FROM __house_prices__ AS hp
JOIN __cities__ AS c
ON c.city_ascii = hp.City AND c.province_name = hp.Province
SELECT City, Province, count(*),
round(avg(Price)) AS avgPrice,
round(max(Price)) AS maxPrice,
ranking, density
GROUP BY ALL
LIMIT 10
""")
If we view the top_cities variable, we’ll see similar to the following:
City Province count() avgPrice maxPrice ranking density
b'Brantford' b'Ontario' 628 955923.0 6495000.0 2 1061.2
b'Hamilton' b'Ontario' 1289 975543.0 10995000.0 2 509.1
b'Thunder Bay' b'Ontario' 154 459703.0 5599000.0 2 332.1
b'Caledon' b'Ontario' 1336 1383366.0 9995000.0 3 111.2
b'Calgary' b'Alberta' 1322 660046.0 5250000.0 1 1592.4
b'Windsor' b'Ontario' 720 643019.0 2750000.0 2 1572.8
b'Medicine Hat' b'Alberta' 277 448137.0 1475000.0 3 565.1
b'Montreal' b'Quebec' 212 931392.0 4400000.0 1 4833.5
b'Edmonton' b'Alberta' 1351 425582.0 4463445.0 1 1320.4
b'Sudbury' b'Ontario' 203 596087.0 7699900.0 2 52.1
top_cities
has the type <class 'chdb.dataframe.query.Table'>
and we can actually query chDB tables using SQL as well. We can do this using the query function where the underlying table is accessible as __table__
.
So, if we wanted to get the first 5 rows of top_cities, we could write the following:
top_cities.query("""
FROM __table__
SELECT City, maxPrice, ranking, density
LIMIT 5
""")
City maxPrice ranking density
b'Brantford' 6495000.0 2 1061.2
b'Hamilton' 10995000.0 2 509.1
b'Thunder Bay' 5599000.0 2 332.1
b'Caledon' 9995000.0 3 111.2
b'Calgary' 5250000.0 1 1592.4
Exporting chDB Tables to Pandas DataFrames
And if we’ve done enough querying with ClickHouse, we can always convert that table back to a Pandas DataFrame using the to_pandas function:
top_cities_df = top_cities.to_pandas()
And let’s do a bit of querying in Pandas to finish off:
(top_cities_df[top_cities_df["Province"] == b"Ontario"]

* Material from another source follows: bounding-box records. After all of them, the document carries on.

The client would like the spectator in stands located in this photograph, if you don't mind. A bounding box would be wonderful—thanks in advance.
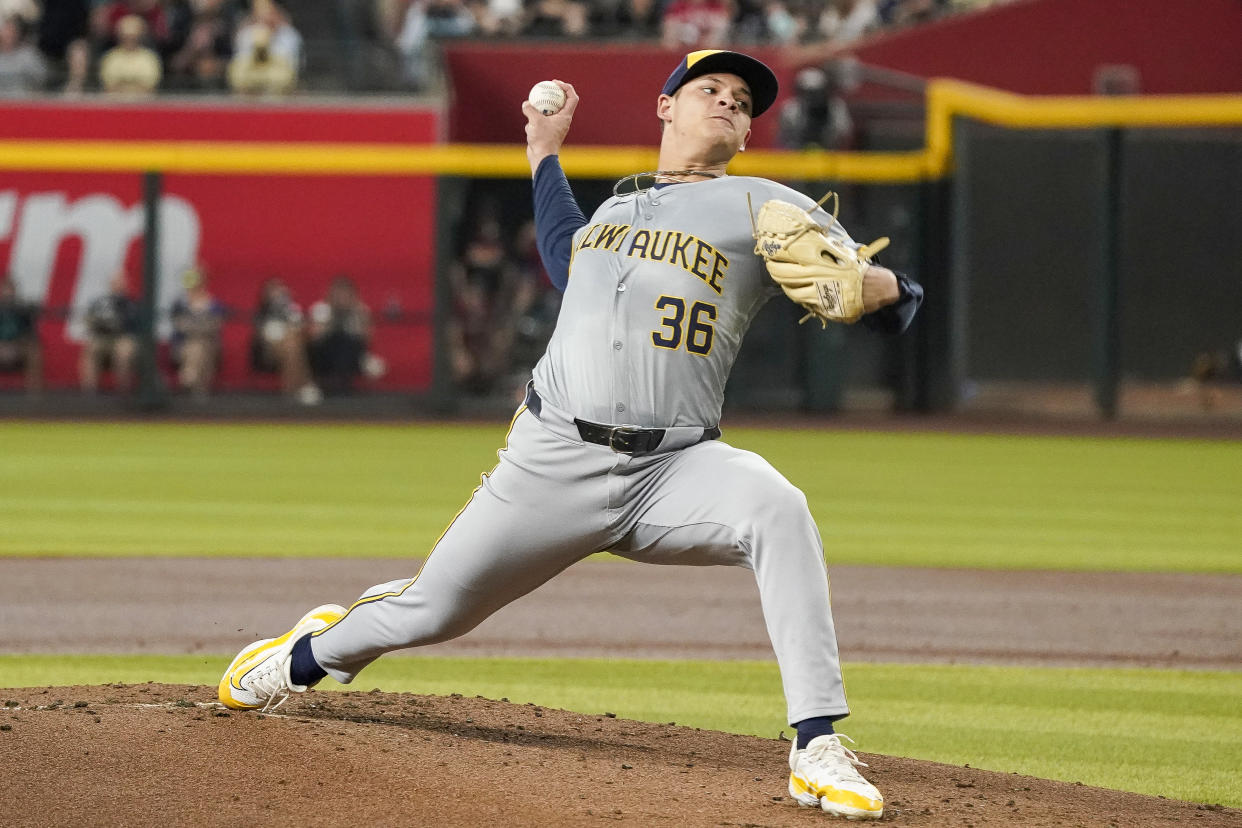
[233,0,302,73]
[171,268,225,400]
[99,15,164,97]
[508,220,560,394]
[168,0,235,92]
[522,0,587,37]
[250,278,323,406]
[448,217,514,394]
[229,24,298,96]
[0,0,42,26]
[0,16,47,97]
[0,276,43,394]
[779,63,853,150]
[39,0,91,70]
[661,0,733,51]
[818,0,879,45]
[589,0,661,40]
[308,276,384,394]
[91,0,171,53]
[78,271,139,394]
[472,0,525,37]
[61,37,91,96]
[763,0,807,46]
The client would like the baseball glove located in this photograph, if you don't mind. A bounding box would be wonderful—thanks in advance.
[754,192,888,328]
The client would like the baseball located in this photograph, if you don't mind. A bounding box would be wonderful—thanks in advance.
[527,81,565,115]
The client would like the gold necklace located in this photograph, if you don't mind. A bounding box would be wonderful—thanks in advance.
[612,170,724,196]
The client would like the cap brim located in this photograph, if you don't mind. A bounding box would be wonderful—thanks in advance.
[677,52,780,118]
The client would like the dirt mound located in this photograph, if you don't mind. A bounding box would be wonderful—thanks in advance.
[0,684,1242,827]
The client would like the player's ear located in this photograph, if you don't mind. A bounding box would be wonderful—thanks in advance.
[656,94,675,124]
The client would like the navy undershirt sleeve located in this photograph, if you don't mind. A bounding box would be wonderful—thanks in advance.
[862,271,923,334]
[534,155,586,293]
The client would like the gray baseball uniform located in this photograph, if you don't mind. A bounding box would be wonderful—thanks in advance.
[312,176,848,722]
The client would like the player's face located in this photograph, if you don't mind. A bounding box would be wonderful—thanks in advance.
[658,72,751,158]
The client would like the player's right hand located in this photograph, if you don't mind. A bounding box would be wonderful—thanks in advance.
[522,79,578,175]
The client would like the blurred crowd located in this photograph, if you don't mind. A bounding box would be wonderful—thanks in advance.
[0,0,303,97]
[0,267,386,405]
[447,211,560,396]
[0,0,1018,97]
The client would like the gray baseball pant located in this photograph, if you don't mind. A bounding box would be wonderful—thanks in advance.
[312,394,850,724]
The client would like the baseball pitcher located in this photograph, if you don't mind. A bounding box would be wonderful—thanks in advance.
[219,50,923,818]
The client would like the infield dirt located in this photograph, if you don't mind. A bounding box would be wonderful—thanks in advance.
[0,684,1242,828]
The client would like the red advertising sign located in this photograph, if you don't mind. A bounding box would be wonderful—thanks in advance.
[0,104,438,390]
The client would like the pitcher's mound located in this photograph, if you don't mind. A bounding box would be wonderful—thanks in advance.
[0,684,1242,828]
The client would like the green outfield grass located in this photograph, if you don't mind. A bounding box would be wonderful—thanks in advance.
[0,655,1242,807]
[0,422,1242,572]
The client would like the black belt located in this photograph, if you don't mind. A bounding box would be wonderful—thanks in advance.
[527,385,720,454]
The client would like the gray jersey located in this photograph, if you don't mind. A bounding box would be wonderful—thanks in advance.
[534,176,848,428]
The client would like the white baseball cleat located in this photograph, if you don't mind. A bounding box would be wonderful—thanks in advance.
[789,734,884,819]
[216,603,345,710]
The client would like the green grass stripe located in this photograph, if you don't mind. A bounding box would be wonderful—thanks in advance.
[0,422,1242,574]
[0,655,1242,807]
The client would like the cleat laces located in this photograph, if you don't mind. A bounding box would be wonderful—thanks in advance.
[805,734,871,785]
[247,658,289,713]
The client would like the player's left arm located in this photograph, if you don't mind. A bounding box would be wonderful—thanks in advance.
[802,196,923,335]
[859,270,923,334]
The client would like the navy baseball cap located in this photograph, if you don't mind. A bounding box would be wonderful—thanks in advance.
[660,48,777,118]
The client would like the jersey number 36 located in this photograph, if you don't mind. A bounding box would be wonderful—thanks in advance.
[651,297,715,356]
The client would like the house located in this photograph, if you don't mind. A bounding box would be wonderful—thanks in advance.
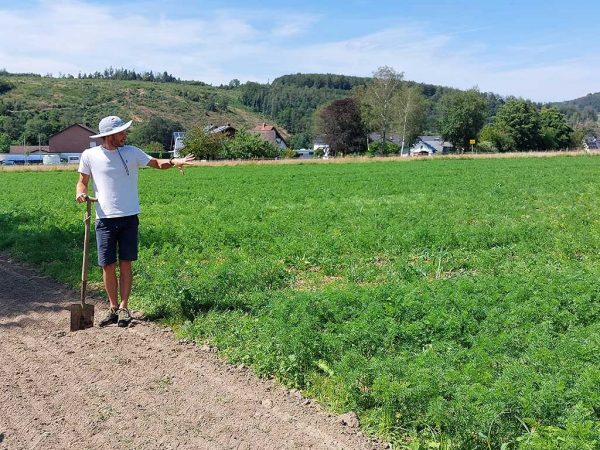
[48,123,101,153]
[313,137,330,158]
[169,123,237,158]
[294,148,315,159]
[9,145,50,155]
[250,123,287,149]
[409,136,453,156]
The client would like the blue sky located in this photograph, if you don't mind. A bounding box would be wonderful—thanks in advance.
[0,0,600,101]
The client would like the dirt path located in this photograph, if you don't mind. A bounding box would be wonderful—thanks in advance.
[0,255,384,450]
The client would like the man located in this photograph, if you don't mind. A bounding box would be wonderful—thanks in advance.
[75,116,194,327]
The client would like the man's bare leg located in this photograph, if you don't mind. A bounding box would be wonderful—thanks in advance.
[102,263,119,308]
[119,261,133,309]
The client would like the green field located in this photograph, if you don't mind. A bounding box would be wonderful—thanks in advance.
[0,156,600,449]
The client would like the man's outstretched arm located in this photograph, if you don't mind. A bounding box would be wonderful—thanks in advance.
[148,155,196,174]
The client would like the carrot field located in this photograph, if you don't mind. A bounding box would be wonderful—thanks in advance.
[0,156,600,449]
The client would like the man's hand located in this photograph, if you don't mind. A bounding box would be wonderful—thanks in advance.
[172,154,196,175]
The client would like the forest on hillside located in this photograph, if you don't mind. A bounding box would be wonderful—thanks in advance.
[0,67,600,151]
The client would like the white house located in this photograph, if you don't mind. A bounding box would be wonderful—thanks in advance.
[408,136,453,156]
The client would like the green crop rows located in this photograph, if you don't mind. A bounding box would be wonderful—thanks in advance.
[0,156,600,449]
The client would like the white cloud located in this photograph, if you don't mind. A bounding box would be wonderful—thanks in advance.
[0,0,599,101]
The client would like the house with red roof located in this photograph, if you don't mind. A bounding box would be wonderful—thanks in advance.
[250,123,287,148]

.sort_values(["ranking", "density"])
.drop(["Province"], axis=1)
)
City count() avgPrice maxPrice ranking density
b'Sudbury' 203 596087.0 7699900.0 2 52.1
b'Thunder Bay' 154 459703.0 5599000.0 2 332.1
b'Hamilton' 1289 975543.0 10995000.0 2 509.1
b'Brantford' 628 955923.0 6495000.0 2 1061.2
b'Windsor' 720 643019.0 2750000.0 2 1572.8
b'Caledon' 1336 1383366.0 9995000.0 3 111.2
In Conclusion
chDB is constantly evolving, but what it can already do is pretty cool. So head over to the GitHub page and give it a try!